“I recently joined a gym for the first time. I’m 62 year old female with osteoporosis t score of -2.5. Although I received short training for the equipment, I’m not sure which machines I should be using to most benefit osteoporosis. Do you address this question on your web site? Your web site is wonderful! Thanks, Rainell “
Congratulations on joining a gym! Exercise has a beneficial effect on our health including the reduction of our body fat, increased aerobic power, stronger heart and lungs, and increased strength.
Thought it is generally accepted that exercise is an important factor in maintaining bone density, many studies on the effect of exercise on bone health have not had the same conclusion. Some have shown that the rate of bone loss is the same or worse than non-exercisers.

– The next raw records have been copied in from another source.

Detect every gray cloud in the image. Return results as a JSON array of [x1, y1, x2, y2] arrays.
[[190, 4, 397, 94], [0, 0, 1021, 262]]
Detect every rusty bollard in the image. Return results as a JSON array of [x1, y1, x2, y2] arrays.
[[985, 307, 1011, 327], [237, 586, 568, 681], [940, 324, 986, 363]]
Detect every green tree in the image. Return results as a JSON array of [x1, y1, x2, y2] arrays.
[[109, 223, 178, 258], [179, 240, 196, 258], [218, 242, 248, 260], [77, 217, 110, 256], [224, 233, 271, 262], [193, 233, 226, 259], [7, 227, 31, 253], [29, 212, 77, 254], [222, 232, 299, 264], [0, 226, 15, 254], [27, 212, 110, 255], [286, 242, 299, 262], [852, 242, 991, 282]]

When bones undergo a loading force, they respond by remodeling and adding skeletal mass. Therefore the exercises that are most beneficial in maintaining bone mass are those that are load-bearing. This generally is in the direction of the long axis of the bone.

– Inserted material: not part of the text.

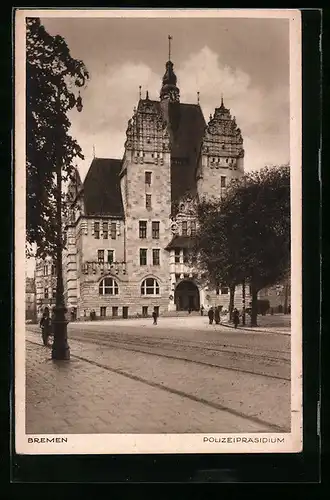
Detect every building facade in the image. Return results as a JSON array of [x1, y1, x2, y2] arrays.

For example, holding a 5 pound weight in you hand is not necessarily increasing your bone density. Lifting the weight over your head though, will load your wrist, forearm, upper arm, shoulder, spine, hip and legs.
Other exercises that have been shown to increase bone mass in the hips and lumbar spine are endurance exercises like walking, jogging, and stair stepping.
Exercises I recommend for osteoporosis:
1. Hold a 5 pound weight in each hand at shoulder height, lift toward the ceiling and repeat 12 times.
2. Now hold the weights with your hands crossed across your chest. Sit on a weight bench. Stand up and sit down 15 times.
3. Lie on your back on the bench. Hold the weights at your chest. Push the weights to the ceiling, return to the start position.
4. Stand with the weights in your hands. Lunge forward with the right leg, then return to feet together. Lunge forward with the left leg, then return to feet together. Repeat 10 times.
Remember that vigorous intensity exercise is better than moderate intensity exercise when trying to build bone mass, but even moderate intensity exercise can slow the rate of bone loss.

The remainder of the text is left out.